Ofsted’s approach to inspecting child protection services in England is “blinkered”, say council leaders.
The current system fails to assess the work of “crucial agencies” such as health services and police, says the Local Government Association.
Joint inspections of all the services involved in child protection would help ensure fewer children suffer abuse and exploitation, says the LGA.
Ofsted said it was evaluating pilot schemes of such integrated inspections.
The LGA says it wants the roles of all staff involved in protecting vulnerable children to be monitored and included in a judgement.
They are concerned that the overall quality of services for neglected and abused children is being obscured by the piecemeal way agencies are inspected.
The warning comes as local government leaders and directors of council-run children’s services meet in London to discuss how children can be better protected from sexual exploitation.

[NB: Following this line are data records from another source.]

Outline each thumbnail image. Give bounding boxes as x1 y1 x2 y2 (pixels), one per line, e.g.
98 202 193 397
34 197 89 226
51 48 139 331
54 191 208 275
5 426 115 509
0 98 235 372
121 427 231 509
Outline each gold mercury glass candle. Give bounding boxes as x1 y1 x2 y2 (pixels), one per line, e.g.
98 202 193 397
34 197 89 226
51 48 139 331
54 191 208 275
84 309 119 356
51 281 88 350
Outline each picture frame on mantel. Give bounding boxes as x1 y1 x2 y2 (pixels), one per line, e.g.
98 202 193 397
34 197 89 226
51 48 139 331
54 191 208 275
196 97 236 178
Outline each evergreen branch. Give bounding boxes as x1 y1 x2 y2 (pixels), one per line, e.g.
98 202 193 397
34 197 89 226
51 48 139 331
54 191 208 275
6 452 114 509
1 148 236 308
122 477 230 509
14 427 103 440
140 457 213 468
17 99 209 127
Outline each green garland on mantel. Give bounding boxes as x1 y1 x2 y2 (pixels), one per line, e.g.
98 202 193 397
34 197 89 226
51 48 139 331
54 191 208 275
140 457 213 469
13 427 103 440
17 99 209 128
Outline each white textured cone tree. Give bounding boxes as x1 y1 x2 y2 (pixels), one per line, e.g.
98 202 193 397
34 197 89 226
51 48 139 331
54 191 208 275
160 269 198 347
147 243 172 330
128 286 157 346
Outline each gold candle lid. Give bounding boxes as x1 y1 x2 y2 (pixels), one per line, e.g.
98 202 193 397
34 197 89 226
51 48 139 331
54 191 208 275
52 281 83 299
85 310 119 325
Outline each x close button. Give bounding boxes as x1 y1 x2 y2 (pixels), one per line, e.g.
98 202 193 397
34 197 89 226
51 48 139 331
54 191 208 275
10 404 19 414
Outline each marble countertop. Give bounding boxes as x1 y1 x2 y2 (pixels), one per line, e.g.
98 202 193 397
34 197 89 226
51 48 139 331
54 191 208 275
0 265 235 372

The LGA says it is concerned that without a major overhaul inspectorates will continue to work “in narrow silos, conducting separate inspections at the same time rather than adopting a fully multi-agency approach that assessed the contributions of all agencies together”.
Instead all agencies should work together around the interests of the children and young people, and “the inspection of children’s services must mirror this approach”, it argues.
Cllr David Simmonds, chairman of the LGA’s children and young people board said: “Keeping children safe is the most important thing that councils do – but we know we cannot do it alone.
“It is not fair to the children we are working to protect that Ofsted inspections only focus on council children’s services, failing to properly assess the essential work done by other organisations.”
Cllr Simmonds said it was only by agencies working together that child sexual exploitation could be eradicated and victims “given the confidence to come forward”.
“We need scrutiny processes to adopt the same approach… so nothing falls through the cracks.”
Ofsted said it agreed that inspections should take into account all the different services involved.
A spokeswoman said the watchdog was evaluating recent pilots of integrated inspections with the Care Quality Commission and the criminal justice inspectorates – but warned that inspectors “with the right knowledge and experience” needed to take the lead in their own areas.
“Maximising the collaboration between inspectorates remains at the heart of how we believe we can continue to support improvement in the sector and contribute to sharing the best practice across all the agencies seeking to protect children from sexual exploitation and other forms of abuse and neglect.”